When Do Most Trucking Accidents Occur & Why Does It Matter?
Federal crash data shows that the majority of serious trucking accidents occur during the daytime hours, defined as 6:00 A.M. through 7:00 P.M. In fact, 51% of fatal trucking accidents occurred between 6 A.M. through 3:00 P.M., while only 30% of fatal crashes not involving trucks occurred during this time period. Also, though 37% of fatal wrecks not involving large trucks occurred on weekends, only 16% of fatal wrecks involving trucks occurred on Saturday and Sunday. This seems to make sense, as more trucking accidents are happening when more cars are on the road.
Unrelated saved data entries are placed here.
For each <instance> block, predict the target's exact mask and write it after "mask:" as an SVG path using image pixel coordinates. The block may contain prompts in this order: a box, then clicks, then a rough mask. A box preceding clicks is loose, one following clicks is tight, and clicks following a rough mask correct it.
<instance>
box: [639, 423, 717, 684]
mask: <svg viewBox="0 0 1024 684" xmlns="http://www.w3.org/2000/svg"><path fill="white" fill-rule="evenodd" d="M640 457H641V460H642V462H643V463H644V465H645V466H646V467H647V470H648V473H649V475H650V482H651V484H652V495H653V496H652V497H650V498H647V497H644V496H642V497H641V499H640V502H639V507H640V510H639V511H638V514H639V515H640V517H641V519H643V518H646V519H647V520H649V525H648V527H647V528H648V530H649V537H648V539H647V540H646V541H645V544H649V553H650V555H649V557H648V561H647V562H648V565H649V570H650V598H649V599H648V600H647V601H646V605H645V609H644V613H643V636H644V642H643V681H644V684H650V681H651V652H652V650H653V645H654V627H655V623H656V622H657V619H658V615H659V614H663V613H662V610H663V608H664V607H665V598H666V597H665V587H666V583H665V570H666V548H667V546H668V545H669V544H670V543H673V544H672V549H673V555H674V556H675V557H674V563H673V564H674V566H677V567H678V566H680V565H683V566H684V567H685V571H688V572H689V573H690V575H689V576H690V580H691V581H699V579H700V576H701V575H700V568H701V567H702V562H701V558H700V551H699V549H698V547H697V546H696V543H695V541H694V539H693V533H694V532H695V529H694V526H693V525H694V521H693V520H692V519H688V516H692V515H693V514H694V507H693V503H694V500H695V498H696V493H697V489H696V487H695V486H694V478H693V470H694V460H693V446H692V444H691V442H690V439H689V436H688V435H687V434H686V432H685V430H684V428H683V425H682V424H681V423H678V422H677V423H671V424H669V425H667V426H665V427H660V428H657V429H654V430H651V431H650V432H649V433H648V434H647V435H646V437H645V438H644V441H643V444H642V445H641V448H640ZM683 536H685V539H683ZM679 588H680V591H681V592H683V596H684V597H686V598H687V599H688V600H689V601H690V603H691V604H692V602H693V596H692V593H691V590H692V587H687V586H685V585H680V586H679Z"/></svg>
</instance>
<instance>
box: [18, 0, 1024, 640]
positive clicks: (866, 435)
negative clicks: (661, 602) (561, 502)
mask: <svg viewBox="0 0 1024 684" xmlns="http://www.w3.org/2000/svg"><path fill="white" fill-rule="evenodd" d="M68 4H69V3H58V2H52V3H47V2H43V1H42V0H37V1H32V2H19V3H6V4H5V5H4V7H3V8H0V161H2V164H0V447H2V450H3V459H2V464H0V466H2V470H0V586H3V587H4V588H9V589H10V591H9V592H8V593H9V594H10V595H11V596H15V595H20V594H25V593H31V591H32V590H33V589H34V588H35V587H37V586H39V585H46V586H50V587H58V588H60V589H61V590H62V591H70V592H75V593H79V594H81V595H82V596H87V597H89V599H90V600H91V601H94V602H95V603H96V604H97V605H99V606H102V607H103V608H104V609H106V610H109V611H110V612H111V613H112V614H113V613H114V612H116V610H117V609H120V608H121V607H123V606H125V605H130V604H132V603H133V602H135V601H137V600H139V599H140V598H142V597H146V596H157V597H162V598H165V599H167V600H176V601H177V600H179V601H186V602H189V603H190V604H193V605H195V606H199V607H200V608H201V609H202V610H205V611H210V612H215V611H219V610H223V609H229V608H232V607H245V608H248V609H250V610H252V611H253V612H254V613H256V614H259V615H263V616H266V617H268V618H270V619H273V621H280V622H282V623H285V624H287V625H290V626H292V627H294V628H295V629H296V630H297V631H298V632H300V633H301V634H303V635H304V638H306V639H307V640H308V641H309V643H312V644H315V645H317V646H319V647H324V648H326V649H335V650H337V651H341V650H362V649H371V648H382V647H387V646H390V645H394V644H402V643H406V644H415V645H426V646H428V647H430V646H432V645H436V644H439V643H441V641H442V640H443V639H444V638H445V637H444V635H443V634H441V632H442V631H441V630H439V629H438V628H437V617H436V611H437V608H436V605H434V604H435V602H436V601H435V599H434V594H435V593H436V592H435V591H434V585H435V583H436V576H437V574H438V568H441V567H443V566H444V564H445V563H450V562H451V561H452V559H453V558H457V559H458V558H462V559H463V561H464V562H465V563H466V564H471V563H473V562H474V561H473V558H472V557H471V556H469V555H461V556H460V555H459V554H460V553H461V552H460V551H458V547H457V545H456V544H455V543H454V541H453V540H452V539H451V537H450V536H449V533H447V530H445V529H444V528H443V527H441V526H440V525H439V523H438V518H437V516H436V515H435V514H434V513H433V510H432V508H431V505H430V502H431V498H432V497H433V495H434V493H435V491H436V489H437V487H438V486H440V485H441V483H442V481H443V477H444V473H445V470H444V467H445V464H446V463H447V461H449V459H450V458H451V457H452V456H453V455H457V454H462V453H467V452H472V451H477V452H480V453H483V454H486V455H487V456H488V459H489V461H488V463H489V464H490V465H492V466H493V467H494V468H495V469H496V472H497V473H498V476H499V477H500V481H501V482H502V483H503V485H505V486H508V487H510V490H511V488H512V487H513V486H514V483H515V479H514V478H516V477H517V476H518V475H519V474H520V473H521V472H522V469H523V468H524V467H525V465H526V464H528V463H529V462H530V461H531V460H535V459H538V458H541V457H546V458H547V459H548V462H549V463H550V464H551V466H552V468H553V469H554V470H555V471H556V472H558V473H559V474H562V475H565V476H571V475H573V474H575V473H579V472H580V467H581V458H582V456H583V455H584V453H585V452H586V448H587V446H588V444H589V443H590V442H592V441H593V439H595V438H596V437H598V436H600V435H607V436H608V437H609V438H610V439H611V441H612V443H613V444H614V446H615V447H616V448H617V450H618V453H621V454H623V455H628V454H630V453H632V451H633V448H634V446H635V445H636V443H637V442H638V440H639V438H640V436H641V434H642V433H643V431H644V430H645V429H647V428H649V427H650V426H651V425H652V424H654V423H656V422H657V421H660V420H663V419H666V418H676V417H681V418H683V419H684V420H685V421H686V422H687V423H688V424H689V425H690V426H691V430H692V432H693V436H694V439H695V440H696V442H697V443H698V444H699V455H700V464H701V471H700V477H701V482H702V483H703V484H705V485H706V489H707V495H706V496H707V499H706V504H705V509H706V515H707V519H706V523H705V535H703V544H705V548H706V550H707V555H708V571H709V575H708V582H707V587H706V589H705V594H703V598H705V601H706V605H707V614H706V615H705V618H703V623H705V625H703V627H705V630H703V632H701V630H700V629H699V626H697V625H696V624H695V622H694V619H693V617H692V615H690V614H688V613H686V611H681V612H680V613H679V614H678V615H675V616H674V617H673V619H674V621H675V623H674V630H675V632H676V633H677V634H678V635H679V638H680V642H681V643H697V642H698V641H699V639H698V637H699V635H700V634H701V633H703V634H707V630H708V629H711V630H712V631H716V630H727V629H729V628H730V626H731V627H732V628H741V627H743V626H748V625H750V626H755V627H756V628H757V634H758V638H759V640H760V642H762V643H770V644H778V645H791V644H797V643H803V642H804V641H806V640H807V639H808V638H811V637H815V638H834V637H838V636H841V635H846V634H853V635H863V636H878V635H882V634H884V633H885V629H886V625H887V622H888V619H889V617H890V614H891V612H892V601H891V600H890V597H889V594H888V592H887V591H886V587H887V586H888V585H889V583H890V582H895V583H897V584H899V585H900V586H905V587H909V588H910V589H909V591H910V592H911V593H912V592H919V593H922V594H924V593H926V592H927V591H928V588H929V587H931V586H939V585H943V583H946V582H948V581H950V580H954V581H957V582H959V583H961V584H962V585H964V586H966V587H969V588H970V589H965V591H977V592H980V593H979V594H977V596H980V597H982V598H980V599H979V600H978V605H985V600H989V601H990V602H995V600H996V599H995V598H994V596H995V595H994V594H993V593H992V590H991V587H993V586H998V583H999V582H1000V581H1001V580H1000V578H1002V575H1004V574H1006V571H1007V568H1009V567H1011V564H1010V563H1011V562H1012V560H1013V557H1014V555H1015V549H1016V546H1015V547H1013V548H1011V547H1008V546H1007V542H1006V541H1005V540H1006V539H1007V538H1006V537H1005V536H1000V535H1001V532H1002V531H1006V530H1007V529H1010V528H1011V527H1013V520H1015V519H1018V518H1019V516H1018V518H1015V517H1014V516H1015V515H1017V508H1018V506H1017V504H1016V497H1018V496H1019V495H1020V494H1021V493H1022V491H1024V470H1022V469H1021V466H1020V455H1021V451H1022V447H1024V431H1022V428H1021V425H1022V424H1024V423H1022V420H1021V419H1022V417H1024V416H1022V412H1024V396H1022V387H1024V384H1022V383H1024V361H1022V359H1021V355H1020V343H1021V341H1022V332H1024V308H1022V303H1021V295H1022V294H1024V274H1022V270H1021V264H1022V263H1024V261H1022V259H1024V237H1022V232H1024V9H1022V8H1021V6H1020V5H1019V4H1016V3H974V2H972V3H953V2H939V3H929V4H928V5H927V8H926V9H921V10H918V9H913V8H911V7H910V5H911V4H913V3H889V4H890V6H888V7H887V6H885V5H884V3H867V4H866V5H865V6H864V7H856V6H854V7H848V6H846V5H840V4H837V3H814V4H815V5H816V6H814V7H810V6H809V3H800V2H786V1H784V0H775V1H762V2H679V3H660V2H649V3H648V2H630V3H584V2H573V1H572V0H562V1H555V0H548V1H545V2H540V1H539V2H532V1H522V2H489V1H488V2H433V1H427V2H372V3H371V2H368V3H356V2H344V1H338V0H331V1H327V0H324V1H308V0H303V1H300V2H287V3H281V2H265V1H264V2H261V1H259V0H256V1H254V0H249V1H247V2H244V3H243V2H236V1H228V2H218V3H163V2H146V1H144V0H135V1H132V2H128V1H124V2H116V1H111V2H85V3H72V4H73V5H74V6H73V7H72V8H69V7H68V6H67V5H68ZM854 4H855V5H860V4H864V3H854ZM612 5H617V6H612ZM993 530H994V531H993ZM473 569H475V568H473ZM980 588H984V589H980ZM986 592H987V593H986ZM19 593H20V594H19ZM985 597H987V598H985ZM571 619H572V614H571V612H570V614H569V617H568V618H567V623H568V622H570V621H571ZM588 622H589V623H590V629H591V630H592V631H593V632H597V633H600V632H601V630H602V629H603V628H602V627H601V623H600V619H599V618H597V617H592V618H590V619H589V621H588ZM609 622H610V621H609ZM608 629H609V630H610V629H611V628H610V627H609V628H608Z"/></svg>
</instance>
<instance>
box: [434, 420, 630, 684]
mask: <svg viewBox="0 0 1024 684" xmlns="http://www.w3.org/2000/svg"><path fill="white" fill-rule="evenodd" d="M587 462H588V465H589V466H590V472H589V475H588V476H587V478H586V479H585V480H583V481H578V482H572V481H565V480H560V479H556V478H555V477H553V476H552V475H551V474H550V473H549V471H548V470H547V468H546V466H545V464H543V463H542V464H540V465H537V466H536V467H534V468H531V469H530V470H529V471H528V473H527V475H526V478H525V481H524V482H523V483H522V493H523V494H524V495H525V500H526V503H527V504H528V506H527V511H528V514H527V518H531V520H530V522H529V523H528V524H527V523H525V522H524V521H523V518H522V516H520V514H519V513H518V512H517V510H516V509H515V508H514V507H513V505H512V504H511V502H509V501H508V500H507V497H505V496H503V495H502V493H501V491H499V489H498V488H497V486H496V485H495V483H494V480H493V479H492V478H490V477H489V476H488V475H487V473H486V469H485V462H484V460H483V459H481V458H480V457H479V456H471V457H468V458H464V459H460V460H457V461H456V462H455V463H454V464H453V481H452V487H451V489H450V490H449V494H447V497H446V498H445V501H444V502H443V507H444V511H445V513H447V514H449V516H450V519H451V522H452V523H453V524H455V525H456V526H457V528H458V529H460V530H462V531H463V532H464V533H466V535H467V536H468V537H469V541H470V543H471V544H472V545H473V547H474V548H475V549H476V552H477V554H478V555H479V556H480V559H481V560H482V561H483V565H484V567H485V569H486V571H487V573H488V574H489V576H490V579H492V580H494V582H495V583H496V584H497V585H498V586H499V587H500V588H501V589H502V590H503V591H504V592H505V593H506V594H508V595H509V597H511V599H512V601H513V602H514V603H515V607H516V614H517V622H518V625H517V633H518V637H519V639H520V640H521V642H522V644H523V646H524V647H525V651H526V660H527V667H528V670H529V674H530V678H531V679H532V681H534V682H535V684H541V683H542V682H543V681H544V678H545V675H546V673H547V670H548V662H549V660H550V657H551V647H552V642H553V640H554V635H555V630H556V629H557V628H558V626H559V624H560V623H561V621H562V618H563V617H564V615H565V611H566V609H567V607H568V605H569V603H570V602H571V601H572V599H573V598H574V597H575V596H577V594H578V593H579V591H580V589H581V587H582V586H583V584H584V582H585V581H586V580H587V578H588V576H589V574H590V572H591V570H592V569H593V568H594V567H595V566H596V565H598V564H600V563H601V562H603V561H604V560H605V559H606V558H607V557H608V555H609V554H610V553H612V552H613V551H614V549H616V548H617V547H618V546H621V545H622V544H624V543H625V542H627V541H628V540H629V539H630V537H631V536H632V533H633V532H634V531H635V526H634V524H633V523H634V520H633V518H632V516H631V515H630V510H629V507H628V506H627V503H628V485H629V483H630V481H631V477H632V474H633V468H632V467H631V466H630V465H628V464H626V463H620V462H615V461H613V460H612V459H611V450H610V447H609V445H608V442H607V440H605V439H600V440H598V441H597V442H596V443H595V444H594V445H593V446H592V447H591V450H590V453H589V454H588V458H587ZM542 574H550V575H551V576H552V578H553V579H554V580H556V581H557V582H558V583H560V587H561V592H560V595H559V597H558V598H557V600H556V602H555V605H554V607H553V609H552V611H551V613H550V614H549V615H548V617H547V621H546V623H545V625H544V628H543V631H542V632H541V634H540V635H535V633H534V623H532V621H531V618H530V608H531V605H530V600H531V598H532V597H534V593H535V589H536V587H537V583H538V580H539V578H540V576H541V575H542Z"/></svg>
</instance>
Some opponents of the FMCSA’s “34-hour restart rule” say that these statistics illustrate their complaints about the rule: that it results in an influx of trucks during peak driving times, when wrecks are occurring the most. The 34-hour restart rule, which Congress has currently suspended, required drivers to rest for 34 consecutive hours, including two periods between 1 A.M. and 5 A.M., once they have driven the federally-mandated maximum number of hours in a single week. The rule aims to cut down on driver fatigue, one of the leading causes of trucking accidents, and is based on research suggesting that nighttime sleep is more restorative than daytime sleep. Yet it has been faced with sharp opposition from trucking companies and their advocates, who say that it interferes with productivity without improving safety. A federal impact study is ongoing to determine whether the provision would result in improvements in safety, operator fatigue, driver health and longevity and work schedules. In the meantime, critics say that efforts should be made to encourage truckers to drive during “down” times when crashes are less likely, not during peak driving hours. However, it is notable that crashes not involving large trucks happen with most frequency during evening hours and weekends. Thus it remains to be seen whether more trucks on the road during those time periods would result in fewer wrecks.